Friday, August 3, 2012

Home Is Where The Welcome Party Is....

The past twelve or so hours of travel from Berlin to Tel Aviv have been a crazy mix of emotion.  It was so wonderful to see bro and Keki and traveling around was a perfect traipse down memory lane.  However, I couldn't help but get excited as the days and then hours counted down to my arrival back in Israel.  This crazy mixed up world.  I didn't leave feeling particularly attached to Israel and two weeks later I realize how much I liked the oven hot, dry heat or the farms springing out of nowhere.  I even miss people yelling at me in Hebrew and laughing at my horrible attempts to read signs.

I began to think of how wonderful it was that I had the freedom to sell all of my things, travel halfway around the world, and develop a new home and a new attachment in whatever place on the map I chose.  I began to marvel at my own resilience in the most narcissistic of ways.  I began to think that it was going to be easy to pick up and move here.  Pride comes before the fall?

Immediately this changed when I walked out of the gates and even at one in the morning the place was filled to the brim with welcoming families.  People ignored the security guards to run and embrace much missed family members.  People wept and a guy with a dog jumped from behind a pillar asking me something excitedly in Hebrew and brandishing a homemade sign that read "Dominique??".

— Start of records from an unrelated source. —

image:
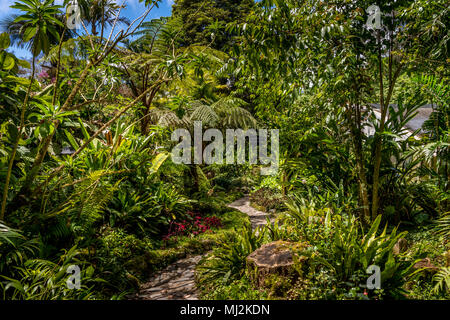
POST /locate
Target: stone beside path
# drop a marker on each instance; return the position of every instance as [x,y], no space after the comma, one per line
[177,281]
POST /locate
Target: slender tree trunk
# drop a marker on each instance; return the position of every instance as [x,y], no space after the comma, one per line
[16,143]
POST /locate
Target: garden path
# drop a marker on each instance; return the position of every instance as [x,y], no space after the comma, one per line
[177,281]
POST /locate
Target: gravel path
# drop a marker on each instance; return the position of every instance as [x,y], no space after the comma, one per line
[177,281]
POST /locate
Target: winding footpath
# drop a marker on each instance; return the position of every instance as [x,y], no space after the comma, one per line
[177,281]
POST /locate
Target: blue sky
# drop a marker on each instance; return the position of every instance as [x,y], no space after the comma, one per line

Even though I might live here, I don't know if I'll ever have that.  That kind of welcome.  That knowledge that there are at least 3 people in my immediate vicinity that have wanted nothing in the world more than seeing me step into that arrivals area.  There's a damn good chance that that place of exuberant welcome is never Israel for me.

But I know some places and some people always will be waiting at that airport arrivals gate.  I know that I'll always have a home in Sacramento, San Fransisco, L.A. (though chances are I won't be visiting during the NBA season... let's be real), Raleigh, Atlanta, New York, maybe Japan, and wherever the heck else my talented family and friends decide to settle.  So maybe Israel will just be a stop over and maybe it won't exactly be home for very long... but I don't think I've ever been more proud of anything so much as the homes I have or have created around the world.

All my love from Ben Gurion Airport after a safe flight.... home?

1 comment:

  1. ALWAYS a big welcome in Atlanta/Raleigh/wherever I am. And for the record, I am thoroughly amazed at your resilience and passion for life. Miss you, miss you, and miss you a thousand times over.